Very short term (1M):   Up
Short term (3M): Flat
Medium term (6M): Flat
Long term (12M): Flat
R1 2,195 October high
R2 2,241 May 2018 low
R3 2,685 2018 high
R4 2,779 Jul 2011 high
S1 2,129 20 DMA
S2 2,091 50 DMA
S3 1,986 Sep low
BB – Bollinger band
Fibo – Fibonacci retracement level
HSL – horizontal support line
SL – support line
MACD – moving average convergence divergence
U/DTL – up/downtrend line
H&S – head-and-shoulder pattern
RSI – relative strength index

  • Having found technical support from the rising 20 DMA, LME lead has been able rebound.
  • The recent bullish cross between the 100 and 200 DMAs has also exacerbated the technical buying pressure (see chart). 
  • But the daily RSI and stochastic lines have both started to plateau again and offer very little directional bias for now. 
  • But with no sign of aggressive selling pressure, the heavy metal looks well placed to continue higher and potentially venture into a new 2019 high. 
Macro drivers
Although there is two-way pressure, the bulls are clearly winning despite the challenge posed by the weakening of the global automotive sector, an uncertain macroeconomic backdrop and the long-term shift away from the traditional lead-acid batteries to lithium-ion technology.

Underlying demand for LME lead continues to disappoint. Despite government guidelines in China intended to boost domestic consumption, total vehicle sales contracted for a 15th consecutive month in September, down by 5.2% year on year, China Association of Automobile Manufacturers (CAAM) data shows.

European Union (EU) passenger car market contracted by 8.4% in August following an increase of 1.4% in July. For the first eight months of 2019, passenger car registrations in the region contracted by 3.2%, suggesting a lack of buying appetite for big-ticket items.

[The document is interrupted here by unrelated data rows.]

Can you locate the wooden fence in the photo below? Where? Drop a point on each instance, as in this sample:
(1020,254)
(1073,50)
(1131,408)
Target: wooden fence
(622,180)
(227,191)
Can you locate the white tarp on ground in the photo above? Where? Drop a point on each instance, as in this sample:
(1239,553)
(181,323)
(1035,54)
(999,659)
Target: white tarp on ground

US auto sales will dip by 13.3% in September from a year earlier, according to JD Power and LMC Automotive statistics, to 1.24 million units. Both consultancies now expect sales for the whole of 2019 to down by 1.3% from 2018.

But LME fund managers have turned and remain positive. LME lead's net long fund position (NLFP) stood at 6,815 lots as of October 11, a significant shift from a net short fund position of 6,255 lots on May 24. Further evidence is in the month-on-month changes, where gross longs have expanded their bullish exposure by 5,435 lots while gross shorts only added 1,856 lots.

LME lead still has a relatively robust fundamental backdrop. There is a lack of clarity about the impact of unplanned supply disruptions - at Nyrstar's Port Pirie and most recently a blockage at major zinc-lead Peñasquito mine in Chile, which could easily swell this year's global deficit in refined lead. Over January-July, the deficit rose to 47,000 tonnes from last year's 35,000 tonnes, according to the International Lead and Zinc Study Group (ILZSG).

LME lead is still rising slowly - aggressive selling has yet to emerge. Price-supportive speculative funds positioning and its robust fundamental backdrop are keeping the metal elevated for now.

All trades or trading strategies mentioned in the report are hypothetical, for illustration only and do not constitute trading recommendations.